There are days when I just feel like slacking off a bit and just go through the motion at work... sometimes out of extreme exhaustion, sometimes out of comatose work-related inspiration... most of the time, out of frustration - a precipitate of mediocre and poorly-functioning outdated work systems (if there were "working" systems at all, that is). When the temptation to slack off creeps in, I close my eyes and pray... and then images of the wonderful learnings I have been so lucky to have experienced over the years and the endearing way by which the faces of my students light up as they learned something new in the classroom or in the lab play like a slide show in my head... and that swats away the temptation to slack off.
In the "slide show" are mentors, who have been good influences in my teaching career... if you could call what I do now as that. One of them is Prof. Syed S. H. Rizvi. If there was anyone who has pushed me to my limits... and a few inches farther from breaking point, it would have to be him (and he alone, actually) - my daunting professor at the Institute of Food Science in Cornell University! At many points, my corner in his lab became a "valley of tears", as I tried to comply to the demands of the Program he's drawn for me, which was extremely TOUGH... but TOPNOTCH! Many times, I was on the verge of giving up, almost believing that, really, there was such a thing as "unconquerable, impossible, insurmountable"... and a PhD Program in an Engineering discipline - in an Ivy League institution - was it, and that I was unworthy to even just step in it, much less worthy to conquer it! But the challenge of overcoming the impossible was so strong - he made it so, too - it kept the fire of courage burning in me. I wanted it - unconquerable though it may seemed! His daring strengthened my resolve.

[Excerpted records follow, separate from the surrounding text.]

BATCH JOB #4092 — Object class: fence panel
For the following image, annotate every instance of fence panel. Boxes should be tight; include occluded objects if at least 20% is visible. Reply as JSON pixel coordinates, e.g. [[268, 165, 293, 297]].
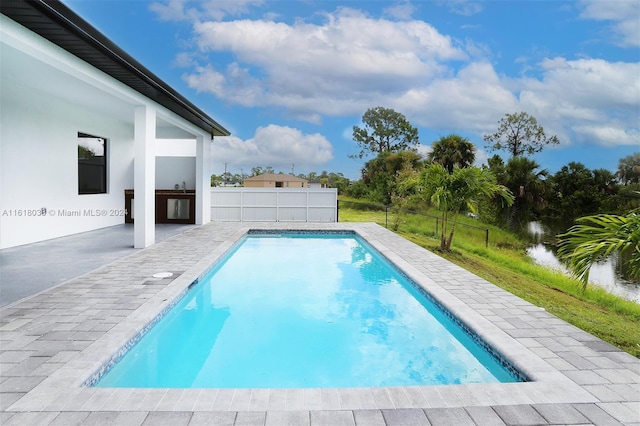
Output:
[[211, 188, 338, 222]]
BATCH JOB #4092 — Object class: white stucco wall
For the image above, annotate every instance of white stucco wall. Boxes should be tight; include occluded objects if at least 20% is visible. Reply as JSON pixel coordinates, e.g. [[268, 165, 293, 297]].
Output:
[[0, 80, 133, 248]]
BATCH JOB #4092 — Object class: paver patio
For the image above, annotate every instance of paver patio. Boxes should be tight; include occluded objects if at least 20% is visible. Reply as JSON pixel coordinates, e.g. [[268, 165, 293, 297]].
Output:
[[0, 223, 640, 426]]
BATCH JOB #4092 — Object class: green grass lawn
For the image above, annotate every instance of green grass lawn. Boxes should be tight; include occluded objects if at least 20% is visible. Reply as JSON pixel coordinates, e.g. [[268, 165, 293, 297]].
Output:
[[339, 203, 640, 357]]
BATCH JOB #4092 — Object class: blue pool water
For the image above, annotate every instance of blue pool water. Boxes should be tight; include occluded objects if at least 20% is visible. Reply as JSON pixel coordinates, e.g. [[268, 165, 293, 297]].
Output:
[[95, 234, 517, 388]]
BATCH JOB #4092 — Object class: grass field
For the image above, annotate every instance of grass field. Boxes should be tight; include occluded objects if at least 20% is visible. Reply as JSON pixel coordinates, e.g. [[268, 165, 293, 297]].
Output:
[[339, 201, 640, 358]]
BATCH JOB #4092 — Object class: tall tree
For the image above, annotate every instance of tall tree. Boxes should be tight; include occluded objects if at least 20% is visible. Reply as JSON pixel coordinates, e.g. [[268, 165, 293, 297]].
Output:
[[618, 152, 640, 185], [428, 134, 476, 173], [489, 155, 549, 229], [484, 112, 560, 157], [362, 151, 422, 205], [401, 163, 513, 250], [351, 107, 419, 158]]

In the beginning, when he challenged me to a duel of intellectual substance, I cowered... like an unworthy good-for-nothing that I thought I was. He didn't stop. He kept pushing, challenging, taunting, hurting - reducing me to nothingness. I think I have called all saints and angels to come to my aid everytime I stepped into his office for yet another "duel". :) Until, one day, I discovered strengths I never thought I possessed... and they all came out as products of extreme and brutal hardwork and perserverance! He pushed, I found the strength to push back! He reasoned, I found the wisdom to reason back. He challenged, I found the courage to engage him in a fiery discussion of hard science and engineering - and I wasn't the first to blink either! Until one day, from some kind of divine intervention, I won the battle... and he himself handed me the prize! :)

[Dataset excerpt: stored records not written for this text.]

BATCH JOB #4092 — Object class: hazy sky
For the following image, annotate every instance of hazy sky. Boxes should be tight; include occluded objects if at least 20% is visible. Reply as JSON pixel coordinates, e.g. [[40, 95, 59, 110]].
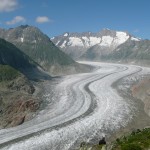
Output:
[[0, 0, 150, 39]]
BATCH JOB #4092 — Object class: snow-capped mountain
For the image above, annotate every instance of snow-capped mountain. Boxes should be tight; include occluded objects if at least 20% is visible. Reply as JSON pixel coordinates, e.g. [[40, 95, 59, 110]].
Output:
[[51, 29, 140, 59]]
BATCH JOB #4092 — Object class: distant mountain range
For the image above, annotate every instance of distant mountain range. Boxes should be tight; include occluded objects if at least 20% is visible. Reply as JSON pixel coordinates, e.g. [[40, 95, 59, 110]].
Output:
[[0, 25, 91, 75], [0, 38, 49, 79], [51, 29, 140, 60]]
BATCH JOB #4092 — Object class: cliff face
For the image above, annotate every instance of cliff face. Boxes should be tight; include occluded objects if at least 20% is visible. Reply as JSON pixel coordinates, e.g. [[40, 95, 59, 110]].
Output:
[[0, 65, 40, 129]]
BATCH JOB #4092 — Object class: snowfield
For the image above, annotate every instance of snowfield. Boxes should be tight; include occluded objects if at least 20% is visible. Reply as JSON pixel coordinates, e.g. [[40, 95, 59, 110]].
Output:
[[0, 62, 150, 150]]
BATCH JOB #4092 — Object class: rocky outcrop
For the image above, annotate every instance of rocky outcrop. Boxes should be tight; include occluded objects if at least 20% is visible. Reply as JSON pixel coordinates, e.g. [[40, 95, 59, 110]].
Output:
[[51, 29, 139, 60], [0, 25, 91, 75]]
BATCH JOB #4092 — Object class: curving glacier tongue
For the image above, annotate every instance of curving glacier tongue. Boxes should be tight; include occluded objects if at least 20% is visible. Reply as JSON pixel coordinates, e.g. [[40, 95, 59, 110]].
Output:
[[0, 62, 146, 150]]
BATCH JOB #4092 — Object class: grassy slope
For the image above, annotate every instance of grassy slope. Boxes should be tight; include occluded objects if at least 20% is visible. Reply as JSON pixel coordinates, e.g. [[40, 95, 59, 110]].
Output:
[[113, 128, 150, 150], [0, 65, 20, 82]]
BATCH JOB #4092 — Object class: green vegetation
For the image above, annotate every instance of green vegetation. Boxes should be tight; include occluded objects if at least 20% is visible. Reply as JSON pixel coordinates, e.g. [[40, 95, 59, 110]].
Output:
[[0, 65, 20, 82], [113, 128, 150, 150]]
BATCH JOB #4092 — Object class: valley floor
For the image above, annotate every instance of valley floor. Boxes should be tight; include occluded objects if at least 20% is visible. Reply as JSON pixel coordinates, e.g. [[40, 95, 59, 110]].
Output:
[[0, 62, 150, 150]]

Finally, he accepted me as an "equal", of the same level of capabilities as him - and that is a lot for me. I pushed through the boundaries, and I got through! In many respects, he helped me through, too. And the rest of my time in Cornell was an enjoyable learning and glorious days of fascinating discoveries in the scientific realms. And my little corner in his lab became a reservoir of joyful learning. And that made me finally understand what he once said, "your best mentor is also your worst tormentor." Needless to say, he was both to me! :)
Today, it feels truly wonderful to look back, to have been under his supervision... he, the scientist and engineer - professor par excellence - highly accomplished, but remains focused in maximizing his intellectual gifts, these days, for bringing greater global understanding through science and technology... and I would be extremely happy to try and be able to accomplish a little fraction of what he has accomplished, and still accomplishing to this day. Therefore, maybe it is time to move on and follow that path.